My brother and I had each other to count on growing up, but we fought nonstop, as brothers do. Brawls to the death on our house’s marble floor until my mom had to run outside and yell into the empty streets, “somebody help! Police!” That broke us up pretty quickly.
A day later, we were friends, although the chance of another imitation-cop-inducing skirmish lingered. Being two and a half years apart created some healthy competition. I believe it was a good thing. Since then, it’s safe to say we’ve both mellowed out.
My mom used to tell us, have siblings when you’re parents, so your kids will have each other as friends.
I did always have a friend. When he “ran away from home,” which meant hiding out in the bushes for about four hours down the street, I was scared and ran to my mom’s room in a panic.
We had to do something! I was more worried than she was. “He’ll be alright, let him be alone for a while,” she said.
If she panicked and went out searching for him, my brother would have won. My mom wasn’t buying in. He’d be back when he realized it didn’t affect her. Of course, it did. My mom was strong and didn’t show her worry, at least not to me.
That’s parenting, isn’t it? To try and keep the peace, to somehow bring light and love into your child’s life, and hopefully, you’ve done enough to keep them out of trouble? This lesson was one of my most significant realizations: nobody has anything figured out, not even our parents.
Our upbringing was the pursuit of harmony in trying to figure out what the hell was going on. That’s what made it fun — that’s what made it my childhood.
In reality, parents can guide; however, each kid is on their own. Parents can try to give their child the best circumstances possible, but kids see with their own eyes. That perception guides us along the rest of our journey.
What we can do right now is appreciate our families, and do our part to reciprocate the love. Everybody is trying their best.
I remember when my brother changed. He came home one weekend and was a different person. Or was I?
The anger seemed to disappear. We didn’t just tolerate each other anymore — we were close.
Last summer Duke and I went on a trip to see some of his buddies in London. First, we decided to visit Paris.
We were staying in Montmartre, a beautiful suburb of Paris in the northern part of the city. We arrived at around 2:30 pm and went out in search of a restaurant.
This was the first trip the two of us had ever taken, just us. It was the beginning of a test — how tolerant could we be of one another to keep the peace?
We slowly walked the backstreets of the medieval district. The dry summer sun filled the afternoon streets with a luminous glow. There were no spacious bistros or vast boulevards on this side of the hill. It was just us two, taking in the stillness of the neighborhood.

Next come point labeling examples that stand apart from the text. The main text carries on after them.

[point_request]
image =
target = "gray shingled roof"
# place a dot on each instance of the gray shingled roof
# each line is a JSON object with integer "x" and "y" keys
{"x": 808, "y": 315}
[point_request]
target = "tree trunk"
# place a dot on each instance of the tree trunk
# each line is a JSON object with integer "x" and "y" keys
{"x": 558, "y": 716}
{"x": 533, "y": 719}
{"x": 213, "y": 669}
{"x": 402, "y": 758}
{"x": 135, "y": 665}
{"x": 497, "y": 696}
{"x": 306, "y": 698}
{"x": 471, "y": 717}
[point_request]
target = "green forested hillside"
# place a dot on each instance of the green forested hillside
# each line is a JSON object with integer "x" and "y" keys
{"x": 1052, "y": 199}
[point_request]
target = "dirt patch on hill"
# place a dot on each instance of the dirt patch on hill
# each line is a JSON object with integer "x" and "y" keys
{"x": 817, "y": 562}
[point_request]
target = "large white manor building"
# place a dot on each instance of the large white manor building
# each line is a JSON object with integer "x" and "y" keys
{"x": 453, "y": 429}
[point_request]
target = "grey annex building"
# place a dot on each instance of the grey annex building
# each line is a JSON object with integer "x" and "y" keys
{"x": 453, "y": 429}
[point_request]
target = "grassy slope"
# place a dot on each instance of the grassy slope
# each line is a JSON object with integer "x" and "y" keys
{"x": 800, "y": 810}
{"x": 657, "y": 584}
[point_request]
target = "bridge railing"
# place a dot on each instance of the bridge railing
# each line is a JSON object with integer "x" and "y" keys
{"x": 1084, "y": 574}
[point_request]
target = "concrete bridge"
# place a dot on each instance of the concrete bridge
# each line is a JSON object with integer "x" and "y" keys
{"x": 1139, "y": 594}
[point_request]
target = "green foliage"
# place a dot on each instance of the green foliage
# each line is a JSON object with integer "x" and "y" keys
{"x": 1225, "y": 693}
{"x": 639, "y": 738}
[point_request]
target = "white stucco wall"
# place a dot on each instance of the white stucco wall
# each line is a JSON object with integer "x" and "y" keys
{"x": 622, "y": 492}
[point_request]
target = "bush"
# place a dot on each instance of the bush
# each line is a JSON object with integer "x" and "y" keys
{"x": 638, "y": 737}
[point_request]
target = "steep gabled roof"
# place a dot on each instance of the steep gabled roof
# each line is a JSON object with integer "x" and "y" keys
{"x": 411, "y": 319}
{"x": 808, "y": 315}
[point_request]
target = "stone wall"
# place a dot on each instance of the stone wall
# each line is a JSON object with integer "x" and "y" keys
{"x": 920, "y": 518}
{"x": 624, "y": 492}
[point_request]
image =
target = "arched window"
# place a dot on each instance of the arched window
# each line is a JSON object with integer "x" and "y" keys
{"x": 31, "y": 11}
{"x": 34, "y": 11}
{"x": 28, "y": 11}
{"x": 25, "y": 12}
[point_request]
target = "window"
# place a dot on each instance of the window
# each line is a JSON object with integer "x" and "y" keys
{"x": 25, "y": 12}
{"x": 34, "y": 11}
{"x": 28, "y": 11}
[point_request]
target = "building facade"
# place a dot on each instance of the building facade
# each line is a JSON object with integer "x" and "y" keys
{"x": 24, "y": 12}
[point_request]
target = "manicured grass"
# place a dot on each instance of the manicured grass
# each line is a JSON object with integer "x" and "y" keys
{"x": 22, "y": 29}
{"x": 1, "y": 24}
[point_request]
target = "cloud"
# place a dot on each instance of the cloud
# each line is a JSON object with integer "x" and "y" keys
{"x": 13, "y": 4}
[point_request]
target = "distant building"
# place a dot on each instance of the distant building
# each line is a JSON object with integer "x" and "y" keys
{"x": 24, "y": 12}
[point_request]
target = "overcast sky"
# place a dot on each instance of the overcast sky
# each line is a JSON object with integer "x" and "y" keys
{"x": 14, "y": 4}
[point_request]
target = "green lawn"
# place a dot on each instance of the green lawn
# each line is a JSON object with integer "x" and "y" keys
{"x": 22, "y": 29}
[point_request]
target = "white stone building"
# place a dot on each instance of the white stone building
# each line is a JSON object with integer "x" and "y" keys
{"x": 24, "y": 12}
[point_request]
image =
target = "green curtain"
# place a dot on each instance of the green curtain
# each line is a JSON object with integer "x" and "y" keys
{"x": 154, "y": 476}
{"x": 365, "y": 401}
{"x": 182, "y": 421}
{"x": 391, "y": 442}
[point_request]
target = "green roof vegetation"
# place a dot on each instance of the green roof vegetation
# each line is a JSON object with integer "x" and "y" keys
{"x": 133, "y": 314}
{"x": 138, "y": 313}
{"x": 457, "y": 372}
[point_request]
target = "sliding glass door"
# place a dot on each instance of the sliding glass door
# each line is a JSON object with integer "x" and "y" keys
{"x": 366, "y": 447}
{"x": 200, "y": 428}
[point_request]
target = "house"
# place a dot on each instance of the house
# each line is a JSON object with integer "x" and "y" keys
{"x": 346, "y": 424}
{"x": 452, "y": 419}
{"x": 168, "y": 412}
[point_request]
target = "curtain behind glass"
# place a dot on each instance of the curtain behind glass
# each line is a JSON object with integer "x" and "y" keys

We found a restaurant in a small courtyard with flowers hanging from a signpost in the middle as if the scene of a Cézanne oil painting. A shadow concealed the restaurant and made it wonderfully appealing, a refuge for travelers of a bygone age.
I poked my head to look inside and asked if they were serving lunch. The restaurant was rustic and dark to keep it welcoming from the summer heat.
There were wine barrels and glass bottles against one wall, a small, exposed kitchen where everything was wooden and copper, and a few tables and stools set up in the middle of the room.
We decided to sit outside in the shade and watch the courtyard come alive. We had a fresh garden salad, a basket of bread, and a plate of mozzarella cheese, drowned in olive oil, vinegar, salt, and pepper. It was exactly what we needed.
People sauntered through as if with nowhere to be. They came and went as we drained a few glasses of wine.
I’m grateful for this moment — the courtyard froze in time and occupies a place in my heart.
As brothers, we’re experiencing this world on the same plane, developing our perspectives based on our individual experiences. To have a sibling is to have somebody in your corner, no matter what. Nobody chooses their family. We decide how to be family.
This moment we’re living through is another arrow to craft and cherish, to carry with me through the trials of life — my arrows of youth — for with these memories, no enemy is too great.